Conversely, if $\abs{c^{(i)}}<\epsilon/\radix k$ in each case, then
  $\norm{\tuple c}<\epsilon$. 
\end{proof}

\begin{theorem*}
  Suppose $(\tuple a_n)$ and $(\tuple b_n)$ are sequences in $\R^k$,
  and $(r_n)$ is a sequence in $\R$.  Assume that
$$\lim_{n\to\infty}\tuple a_n=\tuple a;\quad 
\lim_{n\to\infty}\tuple b_n=\tuple b;\quad
\lim_{n\to\infty}r_n=r.$$
Then:
\begin{enumerate}
  \item
$\lim_{n\to\infty}(\tuple a_n+\tuple b_n)$ exists, and is $\tuple
    a+\tuple b$;
\item
$\lim_{n\to\infty}r_n\tuple a_n$ exists, and is $r\tuple a$;
\item
if $r\neq0$, then $\lim_{n\to\infty}r_n\inv\tuple a_n$ exists, and is
    $r\inv\tuple a$.
\end{enumerate}
\end{theorem*}

\begin{proof}
  By the last lemma, we may assume $k=1$.  Let $\epsilon>0$.

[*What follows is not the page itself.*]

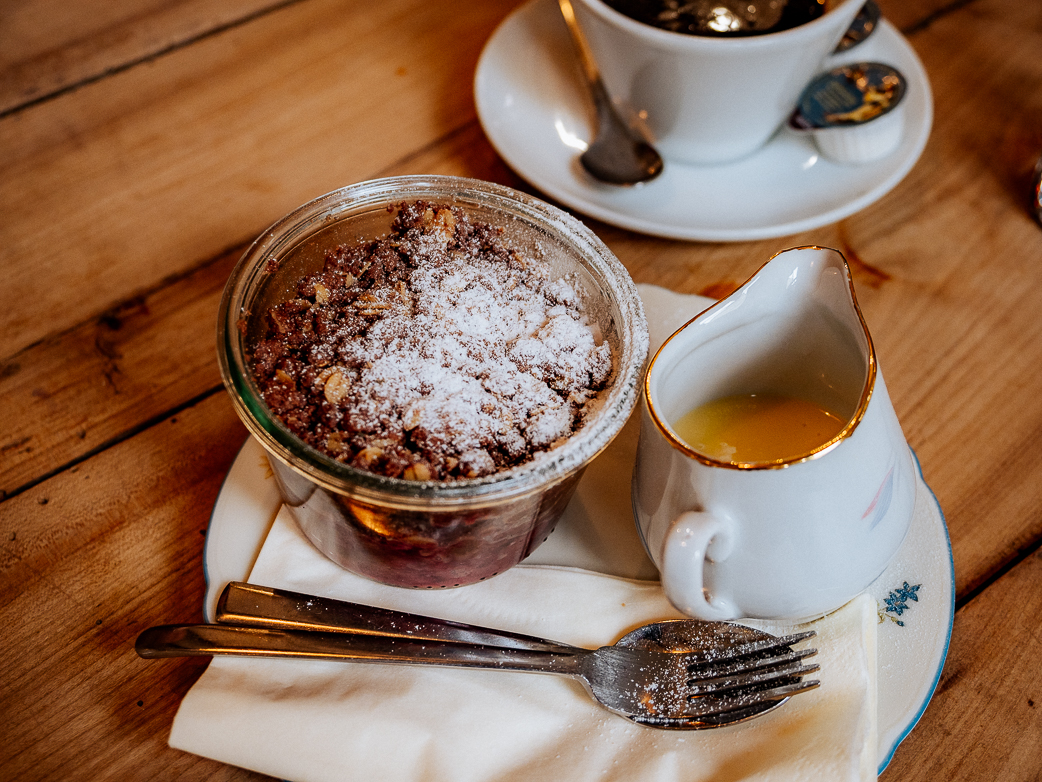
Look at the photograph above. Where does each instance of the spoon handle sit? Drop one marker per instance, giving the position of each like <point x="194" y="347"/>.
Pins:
<point x="581" y="46"/>
<point x="257" y="606"/>
<point x="207" y="640"/>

If $n$ is large enough, then
$\abs{a-a_n}<\epsilon/2$ and $\abs{b=b_n}<\epsilon/2$, and therefore
$\abs{(a+b)-(a_n +b_n)}\leq\abs{a-a_n}+\abs{b-b_n}\leq\epsilon$.

For the second part, we have
\begin{align*}
\abs{ra-r_na_n}=&\abs{ra-r_na+r_na-r_na_n}\\
           \leq &\abs{ra-r_na} +\abs{r_na-r_na_n}\\
              = &\abs a\abs{r-r_n} +\abs{r_n}\abs{r_na-r_na_n}.
\end{align*}
Since $(r_n)$ is bounded, there is $s$ such that $\abs{r_n}\leq s$ for
all $n$.  Let $n$ be so large that $\abs{r-r_n}<\epsilon/2(1+\abs a)$
and $\abs{r_na-r_na_n}<\epsilon/2s$; then $\abs{ra-r_na_n}<\epsilon$.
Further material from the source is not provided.